От подобной условности персоны порой стараются избавиться. Граф Фарсон так оплакивает свою разлуку с Кралевной: «Лице бело твое тело, превосходит вся, что есть» [Ранняя русская драматургия, 1975, 394]. Прекрасная герцогиня Кризанта, плененная Калеандром, «похваляет» красоту его и «увеселяетца, зря на его персону». Ее восхищение не сводится только к словам о том, как он процветает «прекрасными виды». Она, склонясь над спящим Калеандром, «указует» на его лицо. Далее развивается эпизод, вторящий эпизоду Амура и Психеи. Кажется, монолог Кризанты – это единственное описание мужской красоты в старинном театре.
В основном, составляются портреты главных персон. Но внешность второстепенных также подлежит описанию, часто в косвенной форме. Несчастная палестинских стран Царица, встретив Мужа Старого в пустыне, спрашивает его, человек ли он или ангел, посланный от Бога. Эта реплика ясно свидетельствует о благообразии старца.
Интермедиальные персонажи, вообще сосредоточенные на телесности, предпочитают конкретные ее описания, как бы походя говоря о приятном внешнем виде другого. Арлекин описывает потенциального любовника как «хорошинкого, пригожинкого, милинкого, чистинкого, опрятнинкого». Старуха предлагает Дворянке-вдове свести знакомство с замечательным господином, на что та задает вопросы, касающиеся его внешности, но не положения в обществе: «А как он собою? / Стар или молод, бреетца или ходит з бородою?» [Там же, 628]. Старуха отвечает в лучших традициях смеховой культуры: «Личиком кругленок, как ворона ясна, / На голове кудри, борода безвласна, / Гласки самого свинцового цвету, / Носок долгонек» [Там же, 628–629]. Основное внимание она концентрирует на «нижнем» носе: «Такой носок, что всякому будет жило».

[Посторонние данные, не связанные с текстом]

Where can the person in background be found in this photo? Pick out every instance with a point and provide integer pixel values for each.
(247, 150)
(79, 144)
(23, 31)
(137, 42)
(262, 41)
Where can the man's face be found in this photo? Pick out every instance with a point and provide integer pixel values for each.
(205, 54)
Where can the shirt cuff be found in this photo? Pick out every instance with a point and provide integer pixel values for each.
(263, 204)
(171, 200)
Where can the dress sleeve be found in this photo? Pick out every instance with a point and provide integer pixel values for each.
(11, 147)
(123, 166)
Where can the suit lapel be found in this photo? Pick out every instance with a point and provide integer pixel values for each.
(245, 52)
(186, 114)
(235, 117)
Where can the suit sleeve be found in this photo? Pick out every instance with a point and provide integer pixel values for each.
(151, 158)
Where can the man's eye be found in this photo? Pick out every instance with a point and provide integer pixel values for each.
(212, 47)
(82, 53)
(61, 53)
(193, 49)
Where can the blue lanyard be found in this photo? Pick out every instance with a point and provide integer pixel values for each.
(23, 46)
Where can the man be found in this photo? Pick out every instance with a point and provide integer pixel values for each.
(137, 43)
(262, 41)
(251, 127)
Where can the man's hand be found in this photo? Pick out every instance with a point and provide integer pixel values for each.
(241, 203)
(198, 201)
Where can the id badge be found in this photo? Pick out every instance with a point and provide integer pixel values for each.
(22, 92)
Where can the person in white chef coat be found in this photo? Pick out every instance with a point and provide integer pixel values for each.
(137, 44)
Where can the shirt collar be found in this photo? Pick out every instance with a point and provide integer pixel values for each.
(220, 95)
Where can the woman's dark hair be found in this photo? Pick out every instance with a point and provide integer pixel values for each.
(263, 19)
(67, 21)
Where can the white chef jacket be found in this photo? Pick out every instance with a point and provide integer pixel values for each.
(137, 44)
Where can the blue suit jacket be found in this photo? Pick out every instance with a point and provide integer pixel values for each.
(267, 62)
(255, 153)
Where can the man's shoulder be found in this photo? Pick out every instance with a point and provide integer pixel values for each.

В интермедиях явственно проступает тенденция назвать то, что называть вслух не принято. Монах в интермедии «Старец, Баба, Цыган», завидев Бабу черноброву, просит: «Ну-ка, Келейница, по чарке поднеси, / Да жопой та потреси» [Ранняя русская драматургия, 1976, 700]. Интермедиальные персонажи отмечают свои физиологические реакции. Гаер, повествуя о страшных приключениях, которые ему пришлось пережить, уверяет, что волосы у него встали, как щетина.
Если красота довольно мало интересует персон, то безобразие они описывают с большим тщанием, не скупясь на детали. Мерзкий татарин Агролим «страшнея диявола взором превосходит, на лютаго зверя лицем он походит» [Там же, 146]. Он «злообразен», «сатанинский образ на себе имущ», но наделен огромной силой. Персоны не стесняются в выражениях, характеризуя его внешность: «Что се за чючела и дурная рожа? Вот какая харя! экая пригожа» [Там же, 144]. Так прекрасная Тигрина издевается над своим женихом и решительно заявляет отцу, что отказывается выходить замуж: «А то сыскал жениха, демону подобна, всякому страшилищу истинно удобна» [Там же, 146]. Аллегории, приобретшие конкретный внешний вид, также рассуждают об облике других в весьма нелестных выражениях. Гениюш, например, называет Совесть «пакосной машкарой».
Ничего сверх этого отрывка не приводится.